I make the journey from my warm bed to the hard oak of the kitchen table downstairs. Racing thoughts about the day's events, upcoming tests, hours of inevitable homework are silenced as the Miles Davis sextet walks out onto the stage in my mind. There's a round of applause and the group starts playing.

The men look at Paul Chambers on bass as he thumbs the familiar riff of "So What." My focus is not on him, however; my eyes digress to the sparkling silver Gretsch drums in the middle of the stage. This is what I've been waiting for. Philly Joe Jones sits behind the carefully crafted set and, in a couple of measures, digs into his ride cymbal while keeping time with his left foot on the hi-hat pedal, his face shining with sweat, his smile beaming excitement, every pore of his body oozing jazz.
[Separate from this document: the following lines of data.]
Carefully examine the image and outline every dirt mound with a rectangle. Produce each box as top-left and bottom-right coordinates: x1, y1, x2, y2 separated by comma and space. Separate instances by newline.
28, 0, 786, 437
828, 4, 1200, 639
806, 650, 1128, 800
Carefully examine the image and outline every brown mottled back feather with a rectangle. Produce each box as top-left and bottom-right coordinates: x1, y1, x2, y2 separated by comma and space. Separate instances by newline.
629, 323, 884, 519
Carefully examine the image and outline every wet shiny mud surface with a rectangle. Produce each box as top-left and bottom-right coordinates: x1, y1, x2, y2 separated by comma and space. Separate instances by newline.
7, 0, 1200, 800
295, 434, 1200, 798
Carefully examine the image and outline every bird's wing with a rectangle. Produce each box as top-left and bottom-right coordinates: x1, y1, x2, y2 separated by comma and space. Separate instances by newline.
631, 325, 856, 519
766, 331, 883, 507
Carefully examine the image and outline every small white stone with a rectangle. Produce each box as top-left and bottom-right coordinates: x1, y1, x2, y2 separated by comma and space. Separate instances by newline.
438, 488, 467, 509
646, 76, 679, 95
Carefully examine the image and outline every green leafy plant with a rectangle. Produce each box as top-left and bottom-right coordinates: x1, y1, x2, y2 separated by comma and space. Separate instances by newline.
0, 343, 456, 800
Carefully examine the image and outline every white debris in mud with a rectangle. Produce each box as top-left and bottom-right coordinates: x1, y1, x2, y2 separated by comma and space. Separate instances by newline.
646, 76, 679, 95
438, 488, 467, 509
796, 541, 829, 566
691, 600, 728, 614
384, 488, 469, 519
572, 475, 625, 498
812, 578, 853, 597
I finish my eggs and venture back upstairs to clean up, put on some clothes, and organize my backpack before leaving for school. I hold the toothbrush to my mouth with my right hand and play out the ghost notes of Jones' snare drum with my left hand on my thigh. I go down the stairs for the last time, taking each step in rhythm, the thud of each foot a kick on the bass drum.

A school day ensues. The bell rings, time for seventh period BC Calc and another derivative quiz. I methodically go through the formulae in my head. Should I use the quotient rule, or change the exponent of the second function and use the multiplication rule with the chain rule? I feel like Philly Joe given a straight-ahead 4/4 bop groove; he could keep it at 4 or he could spice it up with two groups of 3 and one group of 2 with quick Swiss Army triplet fills. My hands express the mathematical directives in my head, they feed one off the other, just as Elvin Jones grooves off the blazing solos of Trane. While trading fours, Coltrane blares out sixteenth-note triplets and Jones responds with thirty-second notes between the snare, the toms, and his vintage Zildjian Ks. My quiz asks me for the derivative of a complicated polynomial — my pencil draws variables, exponents, coefficients and parentheses, much the way Elvin responds to the tenor sax with comping paradiddles, accents, ruffs and cymbal hits. The solo is finished; I hand in the paper.

It's now five o'clock. I sit at my desk, contemplating my approach to an English assignment. My confusion mirrors the playing of a complex time signature, say 19/8. Counting 19 beats every measure while keeping perfect time is close to impossible. I ponder solutions. Would I divide it into two groups of 7 and a group of 5 or count it in four groups of 4 and then a quick group of 3? I complete the assigned essay by seven.

The clock strikes ten. I lie in my bed, my head reaping the benefits of the cold side of the pillow. Before I drift off, I hear the soft sighs of Jack DeJohnette's brushes on the skins, complementing a mellow Michael Brecker ballad. Lights fade into darkness as one day's end blends into another's beginning.

I live my life through music. The complex rhythms of jazz drumming inspire me to be spontaneous and creative, to play off the sundry challenges I face every day. Time perpetually moves forward; I will always be there to keep it.